62. Par sa deuxième question, la juridiction de renvoi cherche à savoir si, dans la situation qui est à la base de la procédure au principal, l’interdiction visée à l’article 88, paragraphe 3, dernière phrase, CE s’étend aussi à la réglementation fiscale générale par rapport à laquelle les exonérations spécifiques sont prévues en tant qu’exception.
63. Les points de vue du Streekgewest, de la Commission et du gouvernement néerlandais divergent fortement sur cette question.

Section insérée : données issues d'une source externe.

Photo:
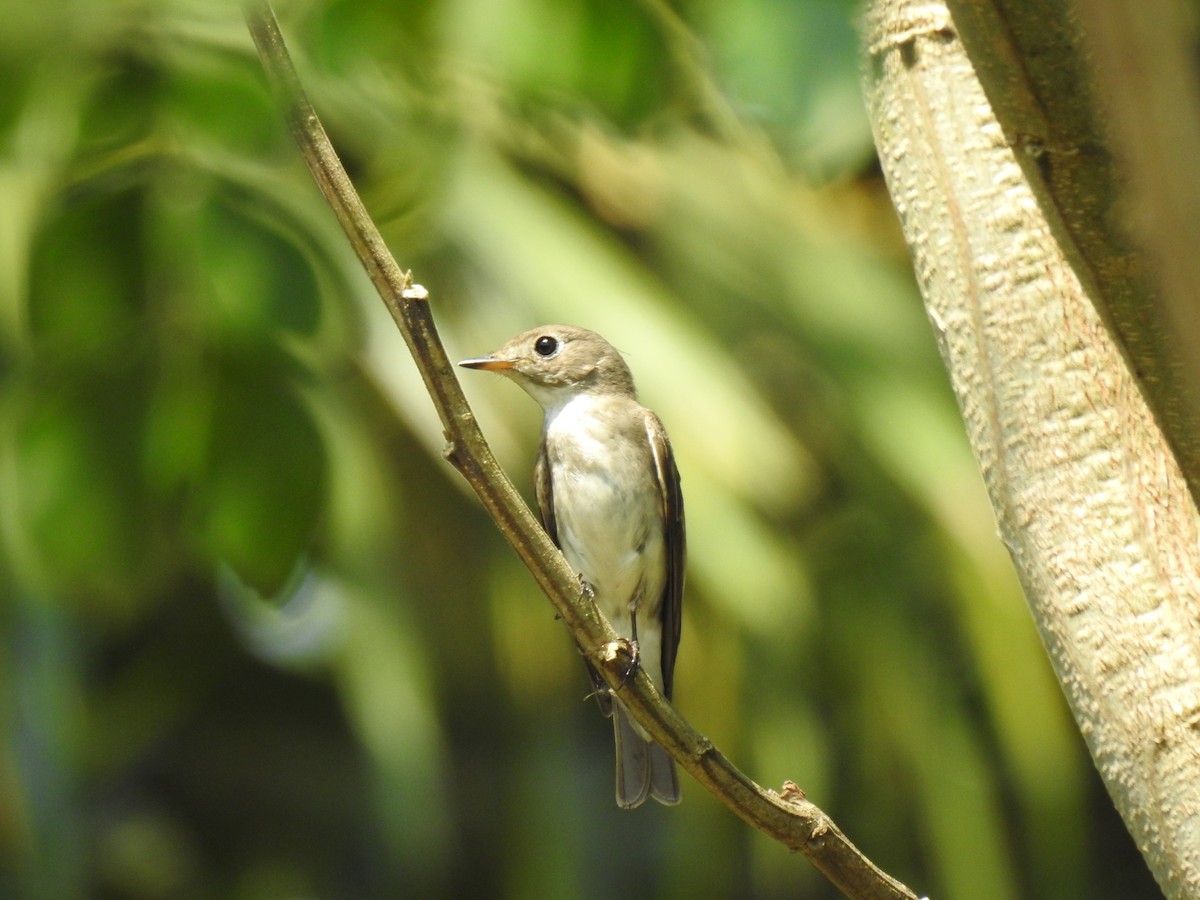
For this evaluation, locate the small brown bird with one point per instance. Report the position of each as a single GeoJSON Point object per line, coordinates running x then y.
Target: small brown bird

64. Le Streekgewest est d’avis qu’une exonération spécifique d’une taxe générale crée comme telle un lien direct et indissoluble entre la taxe et l’aide, et cela à un point tel qu’il existe un lien absolu entre l’une et l’autre. Il en résulterait que l’application prématurée et illégale des exonérations rend l’application de la taxe sur les déchets intégralement illégale pendant la période concernée.
65. La Commission admet qu’il existe en tout cas un lien intégral entre la taxe sur les déchets et l’exonération, dès lors que l’instauration des exonérations a eu pour effet que le législateur néerlandais a porté le montant de la taxe de 28,50 NLG à 29,20 NLG par 1 000 kilos de déchets. Elle parle en l’occurrence de «vases communicants». Selon elle, il pourrait en résulter que, du fait de l’application prématurée de l’exonération, l’application de la taxe sur les déchets est devenue illicite, dès lors qu’il s’agit du montant majoré de 0,70 NLG.
66. Le gouvernement néerlandais conteste d’une manière générale l’existence d’un quelconque lien intégral entre la taxe et les exonérations et, plus particulièrement, entre les exonérations et la majoration du montant de la taxe de 0,70 NLG. Il en déduit que l’application prématurée de l’exonération ne peut pas avoir de conséquence pour la légalité de la taxe pendant la période concernée.
67. Nous avons déjà exposé plus haut, aux points 43 à 46, les raisons pour lesquelles on ne peut pas admettre qu’il existe entre la taxe générale et les exonérations spécifiques un lien direct et indissoluble tel qu’il existe un lien indissoluble entre les deux.
68. Il est vrai que l’existence d’une taxe générale telle que la taxe sur les déchets constitue une condition logique de la possibilité de l’assortir d’exonérations spécifiques, qui peuvent être qualifiées d’aides. On ne saurait toutefois pour autant soutenir qu’il existe un lien direct et indissoluble entre le produit de la taxe générale et le «financement» des exonérations au moyen de ce produit. Un tel lien n’existe même pas entre la majoration du montant de 0,70 NLG et le financement de la perte de recettes pour le Trésor du fait des exonérations – qui, en tant qu’affectation, n’est par définition pas une aide d’État. La question de savoir si et dans quelle mesure les recettes non perçues du fait des exonérations spécifiques des taxes générales doivent être compensées relève de la libre appréciation du législateur fiscal national compétent. Si celui‑ci estime qu’une compensation est souhaitable, il lui est ensuite loisible de la trouver dans une majoration du taux de taxation général, applicable à chaque assujetti.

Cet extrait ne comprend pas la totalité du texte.